Jonathan Bartley, co-leader of the Green Party, echoed the call for a public apology, accusing the Government of “fanaticism and obsession with making Britain a hostile environment for refugees and migrants.”

He added: “But despite what the Home Secretary seems to think not even the Home Office is above the law.”

Mr Bigzad’s case is the subject of a judicial review and his representatives said separate contempt of court proceedings could start at the High Court.

The Home Office defied three orders from senior judges to deport the 22-year-old and keep him in Afghanistan – the country he fled in 2015 after being threatened with beheading by the Taliban.

He was left awaiting his fate for five days at a hotel in Kabul, where armed men were seen outside, in fear of his life.

Mr Bigzad was finally returned to the UK after the Government lost a four-hour hearing at the Court of Appeal, with friends describing how he dropped his bag and ran into their arms in an emotional arrival at Heathrow on Sunday night.
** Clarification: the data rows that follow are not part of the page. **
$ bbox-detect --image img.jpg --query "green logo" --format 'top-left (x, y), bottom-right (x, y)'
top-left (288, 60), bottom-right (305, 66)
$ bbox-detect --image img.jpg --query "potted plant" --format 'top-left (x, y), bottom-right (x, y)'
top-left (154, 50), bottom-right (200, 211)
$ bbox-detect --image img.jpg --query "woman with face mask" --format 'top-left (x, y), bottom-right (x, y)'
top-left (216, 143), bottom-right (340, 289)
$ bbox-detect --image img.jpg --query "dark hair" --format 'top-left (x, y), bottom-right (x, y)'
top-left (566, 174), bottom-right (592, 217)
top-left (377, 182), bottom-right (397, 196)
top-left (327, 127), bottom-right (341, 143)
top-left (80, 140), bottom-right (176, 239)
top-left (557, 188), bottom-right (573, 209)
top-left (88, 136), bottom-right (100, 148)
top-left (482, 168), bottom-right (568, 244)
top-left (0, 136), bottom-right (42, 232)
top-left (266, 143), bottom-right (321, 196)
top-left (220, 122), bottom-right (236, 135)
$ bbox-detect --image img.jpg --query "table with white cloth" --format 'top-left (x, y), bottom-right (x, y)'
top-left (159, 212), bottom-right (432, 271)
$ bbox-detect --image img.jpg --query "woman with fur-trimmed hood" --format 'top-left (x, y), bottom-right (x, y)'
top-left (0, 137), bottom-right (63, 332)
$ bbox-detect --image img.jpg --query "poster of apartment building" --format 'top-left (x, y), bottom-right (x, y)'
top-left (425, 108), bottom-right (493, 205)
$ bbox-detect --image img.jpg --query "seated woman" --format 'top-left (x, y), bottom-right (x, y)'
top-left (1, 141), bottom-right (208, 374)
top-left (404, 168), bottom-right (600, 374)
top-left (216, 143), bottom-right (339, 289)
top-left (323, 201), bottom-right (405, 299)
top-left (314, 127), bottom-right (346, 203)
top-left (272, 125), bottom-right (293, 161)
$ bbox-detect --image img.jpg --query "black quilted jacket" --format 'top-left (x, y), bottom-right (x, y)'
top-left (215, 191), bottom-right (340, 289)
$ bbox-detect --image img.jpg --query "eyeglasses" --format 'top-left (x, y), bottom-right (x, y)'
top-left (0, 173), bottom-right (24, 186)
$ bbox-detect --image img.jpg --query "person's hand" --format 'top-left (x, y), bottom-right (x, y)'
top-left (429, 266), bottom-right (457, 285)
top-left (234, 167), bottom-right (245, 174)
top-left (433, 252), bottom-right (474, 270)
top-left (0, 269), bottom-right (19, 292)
“He was so happy he could barely speak,” said solicitor Jamie Bell. “He was just looking around like he couldn’t believe it was real.

“He’s a very brave man. He’s been through a lot and now he’s back and he’s just in shock.”
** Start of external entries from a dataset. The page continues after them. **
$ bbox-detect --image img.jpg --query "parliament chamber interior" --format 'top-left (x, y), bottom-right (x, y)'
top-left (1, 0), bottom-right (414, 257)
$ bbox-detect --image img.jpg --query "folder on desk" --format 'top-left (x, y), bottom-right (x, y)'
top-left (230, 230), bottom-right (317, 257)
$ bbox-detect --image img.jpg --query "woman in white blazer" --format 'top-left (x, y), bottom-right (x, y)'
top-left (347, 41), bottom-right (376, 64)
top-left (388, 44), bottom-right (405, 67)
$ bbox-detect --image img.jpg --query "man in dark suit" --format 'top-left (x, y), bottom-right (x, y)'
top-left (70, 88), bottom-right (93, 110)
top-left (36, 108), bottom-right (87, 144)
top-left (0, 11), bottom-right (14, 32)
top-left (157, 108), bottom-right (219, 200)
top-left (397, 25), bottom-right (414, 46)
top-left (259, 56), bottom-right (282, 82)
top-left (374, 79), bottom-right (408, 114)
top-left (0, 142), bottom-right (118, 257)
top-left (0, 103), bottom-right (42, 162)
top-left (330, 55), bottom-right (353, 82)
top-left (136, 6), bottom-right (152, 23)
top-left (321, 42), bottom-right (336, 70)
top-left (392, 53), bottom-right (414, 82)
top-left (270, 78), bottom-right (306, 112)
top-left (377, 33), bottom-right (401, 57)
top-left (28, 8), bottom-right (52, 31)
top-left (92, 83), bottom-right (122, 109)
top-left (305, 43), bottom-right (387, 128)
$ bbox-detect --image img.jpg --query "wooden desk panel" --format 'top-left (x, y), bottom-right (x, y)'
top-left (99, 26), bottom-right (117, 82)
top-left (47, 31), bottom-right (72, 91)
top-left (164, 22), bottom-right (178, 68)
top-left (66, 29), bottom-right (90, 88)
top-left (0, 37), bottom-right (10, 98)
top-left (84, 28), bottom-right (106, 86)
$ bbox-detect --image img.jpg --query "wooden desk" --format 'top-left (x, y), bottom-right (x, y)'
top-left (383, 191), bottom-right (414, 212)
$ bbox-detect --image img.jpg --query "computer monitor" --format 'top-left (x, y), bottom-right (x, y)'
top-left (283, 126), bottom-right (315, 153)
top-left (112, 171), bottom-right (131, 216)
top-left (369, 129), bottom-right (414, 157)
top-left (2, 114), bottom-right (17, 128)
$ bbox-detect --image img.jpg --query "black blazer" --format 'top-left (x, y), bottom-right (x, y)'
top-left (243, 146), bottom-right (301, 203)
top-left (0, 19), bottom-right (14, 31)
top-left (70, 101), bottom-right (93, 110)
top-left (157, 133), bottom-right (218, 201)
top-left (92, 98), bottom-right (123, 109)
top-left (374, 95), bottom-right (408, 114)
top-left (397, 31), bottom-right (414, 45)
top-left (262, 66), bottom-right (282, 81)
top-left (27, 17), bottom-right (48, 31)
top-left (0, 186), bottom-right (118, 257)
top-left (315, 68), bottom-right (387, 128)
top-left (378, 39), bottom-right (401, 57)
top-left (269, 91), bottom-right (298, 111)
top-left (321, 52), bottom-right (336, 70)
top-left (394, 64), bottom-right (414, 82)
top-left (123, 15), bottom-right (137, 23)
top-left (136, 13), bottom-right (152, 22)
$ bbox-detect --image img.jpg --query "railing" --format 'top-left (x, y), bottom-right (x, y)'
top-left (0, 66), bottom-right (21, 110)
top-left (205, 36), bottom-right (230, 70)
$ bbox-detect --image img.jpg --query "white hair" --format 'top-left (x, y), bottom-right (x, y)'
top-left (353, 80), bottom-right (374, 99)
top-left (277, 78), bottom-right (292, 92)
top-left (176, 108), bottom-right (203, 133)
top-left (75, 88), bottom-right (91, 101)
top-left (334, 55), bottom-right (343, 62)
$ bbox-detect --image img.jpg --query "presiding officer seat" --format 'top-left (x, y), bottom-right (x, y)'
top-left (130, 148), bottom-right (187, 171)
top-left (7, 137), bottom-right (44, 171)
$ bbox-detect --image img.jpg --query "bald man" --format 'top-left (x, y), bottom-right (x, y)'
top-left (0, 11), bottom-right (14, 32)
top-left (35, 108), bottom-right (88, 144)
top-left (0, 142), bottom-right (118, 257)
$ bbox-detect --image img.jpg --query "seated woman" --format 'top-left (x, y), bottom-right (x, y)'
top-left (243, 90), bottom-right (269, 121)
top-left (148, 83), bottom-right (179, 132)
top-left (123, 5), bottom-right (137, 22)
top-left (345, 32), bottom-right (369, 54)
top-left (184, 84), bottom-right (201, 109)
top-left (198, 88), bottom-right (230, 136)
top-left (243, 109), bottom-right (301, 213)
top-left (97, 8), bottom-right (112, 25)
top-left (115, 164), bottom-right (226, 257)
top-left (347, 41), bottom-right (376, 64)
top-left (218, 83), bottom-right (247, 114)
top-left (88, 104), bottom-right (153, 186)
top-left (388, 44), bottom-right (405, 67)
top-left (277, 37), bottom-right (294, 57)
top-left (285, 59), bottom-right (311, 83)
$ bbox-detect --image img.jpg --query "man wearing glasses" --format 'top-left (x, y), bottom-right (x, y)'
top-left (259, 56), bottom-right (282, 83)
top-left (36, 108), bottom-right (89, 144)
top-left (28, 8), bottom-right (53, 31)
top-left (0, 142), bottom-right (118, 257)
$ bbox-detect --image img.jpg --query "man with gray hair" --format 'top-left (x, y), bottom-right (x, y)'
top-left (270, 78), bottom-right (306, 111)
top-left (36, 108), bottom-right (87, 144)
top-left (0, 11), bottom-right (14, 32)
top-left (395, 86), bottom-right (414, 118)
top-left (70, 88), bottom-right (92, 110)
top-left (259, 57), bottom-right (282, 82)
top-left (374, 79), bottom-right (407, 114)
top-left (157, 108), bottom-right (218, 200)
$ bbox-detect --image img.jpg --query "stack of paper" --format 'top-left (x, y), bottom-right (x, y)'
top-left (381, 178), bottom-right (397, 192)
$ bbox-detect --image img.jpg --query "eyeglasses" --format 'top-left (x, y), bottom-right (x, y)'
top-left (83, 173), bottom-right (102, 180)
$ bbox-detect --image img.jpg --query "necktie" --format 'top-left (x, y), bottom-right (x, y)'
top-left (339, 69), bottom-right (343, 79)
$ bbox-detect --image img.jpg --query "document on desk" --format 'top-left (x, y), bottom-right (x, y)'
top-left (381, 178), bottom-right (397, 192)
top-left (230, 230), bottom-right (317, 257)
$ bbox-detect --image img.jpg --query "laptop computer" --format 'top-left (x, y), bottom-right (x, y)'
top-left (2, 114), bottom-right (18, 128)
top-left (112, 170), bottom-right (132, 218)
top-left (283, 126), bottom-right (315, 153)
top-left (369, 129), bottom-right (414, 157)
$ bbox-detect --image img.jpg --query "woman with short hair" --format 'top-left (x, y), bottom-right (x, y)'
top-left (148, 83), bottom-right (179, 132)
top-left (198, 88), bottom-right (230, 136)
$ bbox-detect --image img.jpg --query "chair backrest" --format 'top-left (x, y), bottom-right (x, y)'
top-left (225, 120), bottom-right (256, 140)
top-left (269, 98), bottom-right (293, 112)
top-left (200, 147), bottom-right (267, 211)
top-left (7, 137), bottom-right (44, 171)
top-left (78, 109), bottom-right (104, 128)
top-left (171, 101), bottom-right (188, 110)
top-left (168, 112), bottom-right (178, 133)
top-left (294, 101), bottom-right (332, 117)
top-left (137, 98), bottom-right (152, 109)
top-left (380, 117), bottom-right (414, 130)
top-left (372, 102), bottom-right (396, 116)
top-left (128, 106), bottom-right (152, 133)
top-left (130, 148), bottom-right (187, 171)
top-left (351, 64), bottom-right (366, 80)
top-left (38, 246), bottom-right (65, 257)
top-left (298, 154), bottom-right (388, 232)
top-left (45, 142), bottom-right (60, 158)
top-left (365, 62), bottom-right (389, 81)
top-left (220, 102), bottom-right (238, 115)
The Home Office initially attempted to deport him in August but was thwarted when a Turkish Airlines pilot refused to take off from Heathrow with him on board after campaigners alerted passengers and crew to his plight.

Mr Bigzad was taken back to the notorious Brook House immigration detention centre until 12 September, when relatives were told he was to be deported with less than four hours’ notice.

His legal representatives secured an emergency injunction as he was held awaiting a connecting flight in Istanbul that night, which required the Home Office to return the asylum seeker to the UK pending a judicial review of his case.

But he was flown onwards to Kabul after the Home Office claimed it was “too late” to remove Mr Bigzad from the plane.

In a second order issued by the High Court, Justice Jay said the Government appeared to have committed “prima facie contempts of court” and must “take all steps available to procure [Mr Bigzad’s] immediate return to the United Kingdom”.

He warned that intending to challenge an order was not a reason for ignoring it, but Mr Bigzad was not returned and a third order was issued from another High Court judge, who threw out Home Office attempts to overturn previous rulings.

The case then reached the Court of Appeal on Saturday, where judges again rejected the Government’s arguments and ordered it to return the asylum seeker immediately.

Mr Bell, a solicitor with Duncan Lewis Public Law, said the Home Office had acted “unlawfully” and that a contempt of court action would be brought.

He told The Independent Mr Bigzad’s case would also be the subject of a judicial review that will look at the lawfulness of the Government’s actions, as lawyers gather evidence for a new asylum claim.

“It was a long and hard-fought victory to return Samim and hopefully there will be more victories to come,” Mr Bell said.

Mr Bigzad has now returned to Kent, where he had been living with a British host while learning English and caring for his father.

The elder Mr Bigzad, a British citizen, suffers from severe post-traumatic stress syndrome after being captured and tortured by the Taliban in the 1990s.